Forth, is the inter\intra-observer variability and the operator dependency, this was much lessened by conducting the examinations using the same US machine at the same setting of the conventional US examination, and by the same operator under the direct supervision of an experienced senior.

Last, selection bias may exist because patients included in our study were scheduled for US-guided FNAC for suspicious thyroid nodules with US features (TR ≥ 3), this may decrease the diagnostic performance on TI-RADS, causing false-negative cytologic results.

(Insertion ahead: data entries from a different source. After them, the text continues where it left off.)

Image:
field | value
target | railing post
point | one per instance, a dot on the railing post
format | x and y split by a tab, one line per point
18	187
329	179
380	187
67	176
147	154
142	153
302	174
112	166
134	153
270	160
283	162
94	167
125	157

Finally, it would be interesting to see any solid and conclusive results that can lead to a change in practice as the researches about the SWE are there and giving promising results for a long time, but it is not included in any known thyroid scoring systems so far.

Conclusion

Elasticity indices had shown a significantly high diagnostic value that is comparable to the histopathological results. Combined SWE, color Doppler, and TI-RADS could effectively complement each other in the differentiation between the thyroid nodules as a sum of findings. Furthermore, the combined method could be used as a simple and non-invasive tool that accurately stratifies the risk of malignancy and surrogates the invasive diagnostic procedures.